Folded Structures Lab

Research Group at the University of Queensland

Rigid-Foldable Geometry

Parametric Origami and Kirigami

Rigid-foldable origami are a select group of patterns that consist of panels that can move continuously between folded states by rotating around crease lines without deformation. This makes them of great use in engineering application, as they can be folded from rigid (non-paper) engineering materials.

Miura-Derivative Geometries

The Miura pattern is a fundamental rigid-foldable pattern that is widely used in engineering, architecture, and design. It has a single degree-of-freedom (DOF) kinematic mechanism that deploys along a planar surface. A wider range of curvatures can be achieved with Miura-derivative geometries, generated by altering one of more of the characteristics of a Miura base pattern. Further information: DOI: 10.1115/1.4025380.

Rigid-Foldable Kirigami

Kirigami patterns are not created from a continuous sheet, but instead may contain slits or punched out portions. They may still be rigid-foldable, with the cube and eggbox patterns being examples of this. Similar to the Miura pattern, they are both foldable with single DOF, are composed of a single repeated plate, and have derivative geometries capable of forming a range of curvatures. Further information: DOI: 10.1260/0266-3511.30.2.99.

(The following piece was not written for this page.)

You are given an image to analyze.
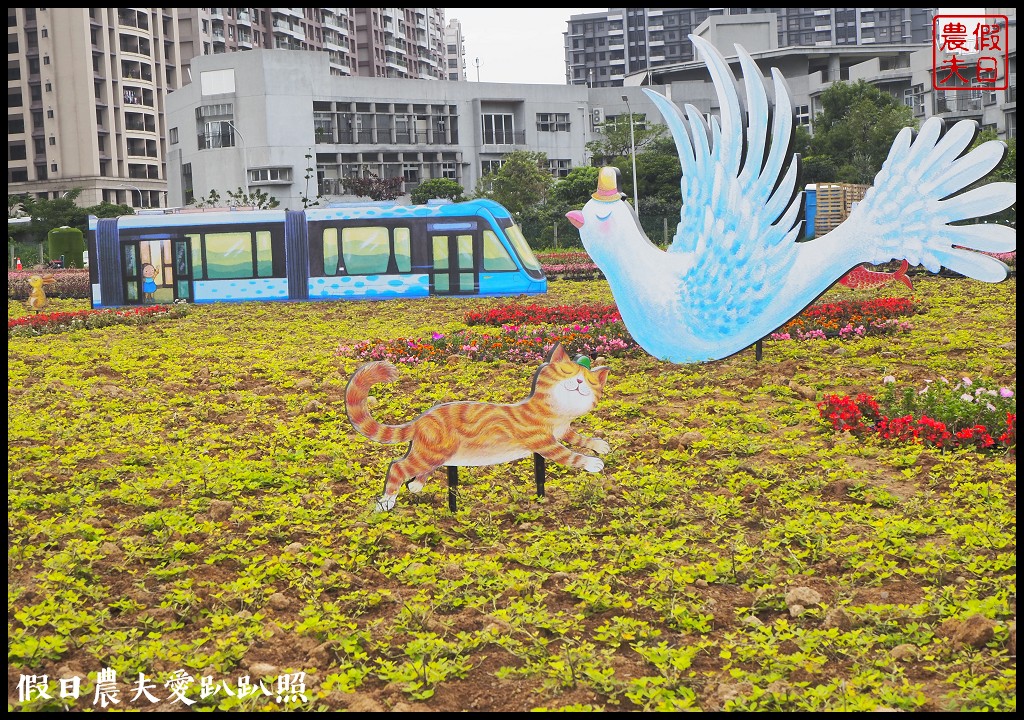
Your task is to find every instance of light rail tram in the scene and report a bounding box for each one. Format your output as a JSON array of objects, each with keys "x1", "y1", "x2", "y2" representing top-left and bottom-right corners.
[{"x1": 87, "y1": 199, "x2": 547, "y2": 308}]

Superimposed Rigid Origami with Multiple States

A new method to have multiple distinct, rigid-foldable crease patterns superimposed in the same sheet has been developed. The superposition method preserves the kinematic independence and 1-DOF mobility of each individual pattern and is enabled by the cross-crease vertex, a special configuration consisting of two pairs of collinear crease lines. Two applications have been explored, the compact folding of non-flat-foldable structures and sequent folding origami that can transform between multiple states without unfolding, however many more applications are thought to be possible with the new technique. Further information: DOI: 10.1038/srep36883.